Personal information
- National team: Estonia
- Born: 16 April 1986 (age 40) Tallinn, then part of Estonian SSR, Soviet Union
- Height: 1.94 m (6 ft 4 in)
- Weight: 89 kg (196 lb)

Sport
- Sport: Swimming
- Strokes: Backstroke
- Club: Kalevi Ujumiskool

Medal record
Men's swimming
Representing Estonia
Baltic Championships
| Gold medal – first place | 2011 Riga | 100 m backstroke |
| Gold medal – first place | 2011 Riga | 200 m backstroke |

= Andres Olvik =

Estonian swimmer

Andres Olvik (born 16 April 1986) is an Estonian swimmer, who specialized in backstroke events. He represented his nation Estonia at the 2008 Summer Olympics, and has won two gold medals in a backstroke double (100 and 200 m) at the 2011 Baltic Championships in Riga, Latvia. Apart from his medal treasury, he also set a long-course Estonian record in the 200 m backstroke (2:02.67) at the 2012 European Championships in Debrecen, Hungary. Olvik currently trains for the Estonian national team, while coaching numerous age groups at Kalev Swim School in Tallinn.

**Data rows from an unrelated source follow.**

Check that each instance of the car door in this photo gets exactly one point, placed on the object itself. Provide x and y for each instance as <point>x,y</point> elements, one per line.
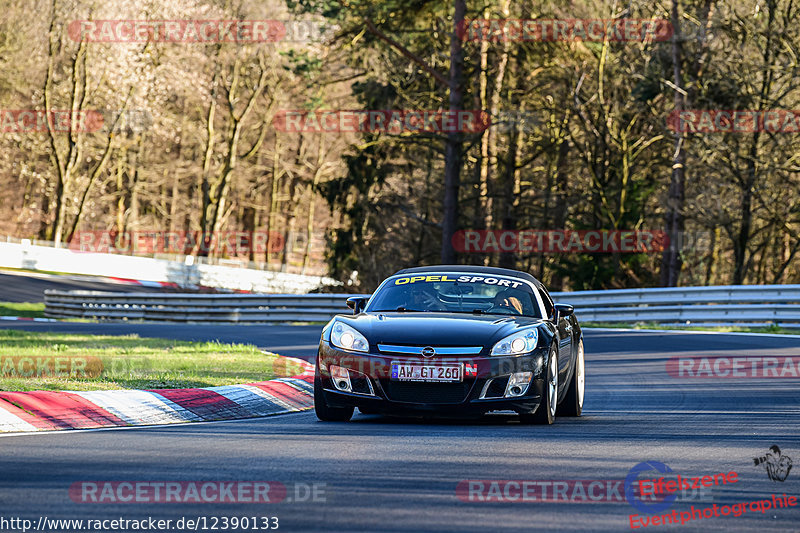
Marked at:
<point>564,330</point>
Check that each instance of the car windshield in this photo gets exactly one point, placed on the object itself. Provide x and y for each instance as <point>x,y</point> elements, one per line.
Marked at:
<point>456,293</point>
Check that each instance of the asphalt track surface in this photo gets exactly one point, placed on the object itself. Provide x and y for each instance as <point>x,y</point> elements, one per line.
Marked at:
<point>384,474</point>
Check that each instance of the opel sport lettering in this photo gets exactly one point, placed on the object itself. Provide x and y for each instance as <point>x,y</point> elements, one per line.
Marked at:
<point>452,341</point>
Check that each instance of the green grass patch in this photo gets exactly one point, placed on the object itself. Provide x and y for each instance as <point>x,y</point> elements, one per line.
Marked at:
<point>26,309</point>
<point>58,361</point>
<point>725,329</point>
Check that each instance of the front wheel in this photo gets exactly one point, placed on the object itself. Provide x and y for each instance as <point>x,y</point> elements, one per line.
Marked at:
<point>573,403</point>
<point>545,414</point>
<point>324,411</point>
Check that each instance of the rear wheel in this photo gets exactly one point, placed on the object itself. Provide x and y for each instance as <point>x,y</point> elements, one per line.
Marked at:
<point>545,414</point>
<point>573,403</point>
<point>324,411</point>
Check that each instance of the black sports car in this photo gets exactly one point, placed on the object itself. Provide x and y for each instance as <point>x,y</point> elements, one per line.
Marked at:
<point>452,341</point>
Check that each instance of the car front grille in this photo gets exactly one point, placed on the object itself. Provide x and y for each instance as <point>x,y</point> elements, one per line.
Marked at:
<point>434,393</point>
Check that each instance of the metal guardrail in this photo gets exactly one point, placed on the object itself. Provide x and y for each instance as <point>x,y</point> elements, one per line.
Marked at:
<point>745,304</point>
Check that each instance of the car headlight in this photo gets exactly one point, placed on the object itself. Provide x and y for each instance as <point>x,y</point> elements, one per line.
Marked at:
<point>520,342</point>
<point>347,338</point>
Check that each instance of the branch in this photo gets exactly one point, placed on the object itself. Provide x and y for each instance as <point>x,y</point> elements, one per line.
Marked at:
<point>438,76</point>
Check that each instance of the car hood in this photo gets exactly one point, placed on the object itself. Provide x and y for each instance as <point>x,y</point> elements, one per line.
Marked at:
<point>436,329</point>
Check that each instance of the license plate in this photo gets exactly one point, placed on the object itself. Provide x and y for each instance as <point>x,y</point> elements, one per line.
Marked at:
<point>445,372</point>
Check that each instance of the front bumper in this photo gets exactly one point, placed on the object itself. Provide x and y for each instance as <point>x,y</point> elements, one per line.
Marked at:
<point>481,391</point>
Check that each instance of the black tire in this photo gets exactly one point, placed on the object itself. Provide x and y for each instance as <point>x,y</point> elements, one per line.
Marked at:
<point>573,403</point>
<point>545,414</point>
<point>326,413</point>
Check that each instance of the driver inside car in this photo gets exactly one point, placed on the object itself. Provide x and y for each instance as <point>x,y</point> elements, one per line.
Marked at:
<point>424,298</point>
<point>507,301</point>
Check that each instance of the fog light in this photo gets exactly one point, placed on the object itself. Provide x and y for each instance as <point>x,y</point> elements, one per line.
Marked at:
<point>518,384</point>
<point>341,378</point>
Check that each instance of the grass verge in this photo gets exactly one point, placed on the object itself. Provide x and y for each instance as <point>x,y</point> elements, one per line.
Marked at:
<point>26,309</point>
<point>724,329</point>
<point>57,361</point>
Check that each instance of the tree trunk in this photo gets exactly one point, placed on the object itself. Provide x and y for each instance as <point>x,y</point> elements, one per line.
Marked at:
<point>671,261</point>
<point>453,148</point>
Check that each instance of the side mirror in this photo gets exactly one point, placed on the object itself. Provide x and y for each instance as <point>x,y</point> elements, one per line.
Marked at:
<point>356,303</point>
<point>563,310</point>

Olvik competed for the Estonian team in the men's 200 m backstroke at the 2008 Summer Olympics in Beijing. Leading up to the Games, he raced his way to the top of the field with a solid 2:03.12 to crush the Estonian record and comfortably register under the FINA B-cut (2:03.90) by about eight tenths of a second at the Baltic State Multi-Nations Meet in Riga, Latvia. Rallying from fifth at the 150-metre turn in heat two, Olvik tried to maintain his pace towards the final stretch, until the host nation China's Deng Jian made a late surge by more than half a second to edge him out to sixth with a 2:03.66. Olvik failed to advance to the semifinals, as he placed fortieth overall in the prelims.